Of note, the present study had several limitations. The association of 14-3-3η expression with pro-inflammatory factors, including IL-1β and IL-6, was not evaluated, and it remains to be determined whether 14-3-3η expression is associated with the inflammatory response in Chinese patients with RA. The present study was a case-control study without follow-up, and a follow-up study on the same groups of patients with RA/HCs regarding 14-3-3η levels is required in order to evaluate the association of 14-3-3η expression with the therapeutic efficacy. The sample size in the present study was relatively small, and that the results may have been affected by certain abnormal values, leading to decreased statistical power. The patients of the present cohort were enrolled between June 2016 and September 2017, and the results should be clarified with data collected from newly enrolled patients with RA and HCs. The sensitivity and specificity of 14-3-3η for the diagnosis of RA in comparison with other biomarkers, including RF and ACPA, requires further investigation. In addition, the recruitment of patients at a single institute may have introduced selection bias.

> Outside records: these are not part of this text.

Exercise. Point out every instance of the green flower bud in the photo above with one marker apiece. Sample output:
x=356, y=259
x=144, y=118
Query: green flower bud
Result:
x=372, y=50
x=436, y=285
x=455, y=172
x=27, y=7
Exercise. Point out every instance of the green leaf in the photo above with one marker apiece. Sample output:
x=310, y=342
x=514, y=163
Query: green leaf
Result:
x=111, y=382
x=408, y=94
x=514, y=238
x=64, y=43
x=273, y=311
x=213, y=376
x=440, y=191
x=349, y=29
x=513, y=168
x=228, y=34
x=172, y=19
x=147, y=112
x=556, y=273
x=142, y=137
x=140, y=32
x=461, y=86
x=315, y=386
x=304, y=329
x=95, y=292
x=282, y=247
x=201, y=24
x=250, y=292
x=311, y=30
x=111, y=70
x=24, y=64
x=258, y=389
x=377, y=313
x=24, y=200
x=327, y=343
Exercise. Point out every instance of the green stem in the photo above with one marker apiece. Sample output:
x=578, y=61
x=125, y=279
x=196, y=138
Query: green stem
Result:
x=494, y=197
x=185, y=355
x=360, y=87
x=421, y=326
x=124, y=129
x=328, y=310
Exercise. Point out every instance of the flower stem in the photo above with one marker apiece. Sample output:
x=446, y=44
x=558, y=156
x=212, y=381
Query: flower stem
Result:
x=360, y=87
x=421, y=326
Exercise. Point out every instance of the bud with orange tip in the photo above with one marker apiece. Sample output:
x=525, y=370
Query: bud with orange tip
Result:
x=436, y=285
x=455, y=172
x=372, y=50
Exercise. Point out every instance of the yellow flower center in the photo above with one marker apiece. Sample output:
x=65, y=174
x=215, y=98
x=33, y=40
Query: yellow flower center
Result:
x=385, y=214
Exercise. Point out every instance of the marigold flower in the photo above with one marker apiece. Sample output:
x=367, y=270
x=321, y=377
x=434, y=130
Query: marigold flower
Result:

In conclusion, circulating 14-3-3η may serve as a novel biomarker for disease risk, activity and duration of RA in Chinese patients.
Acknowledgements
Not applicable.
Funding
The present study was supported by the Science and Technology Project of Wenzhou (grant nos. Y20170060 and Y20170056), the Science and Technology Action Plan for Major Disease Control-Trauma Repair Special Project, National Health and Family Planning Commission Medical Science and Technology Development Research Center (grant no. ZX-01-C2016029).
Availability of data and materials
The datasets used and/or analyzed during the current study are available from the corresponding author on reasonable request.
Authors' contributions
JT, XC and LS designed the study, MD, AP and CL performed the experiments, and YZ and XX analyzed the data. All authors wrote and revised the manuscript.
Ethics approval and consent to participate
The present study was approved by the Ethics Committee of The First Affiliated Hospital of Wenzhou Medical University (Wenzhou, China) and all of the participants provided informed consent.
Patient consent for publication
Not applicable.
Competing interests
The authors declare that they have no competing interests.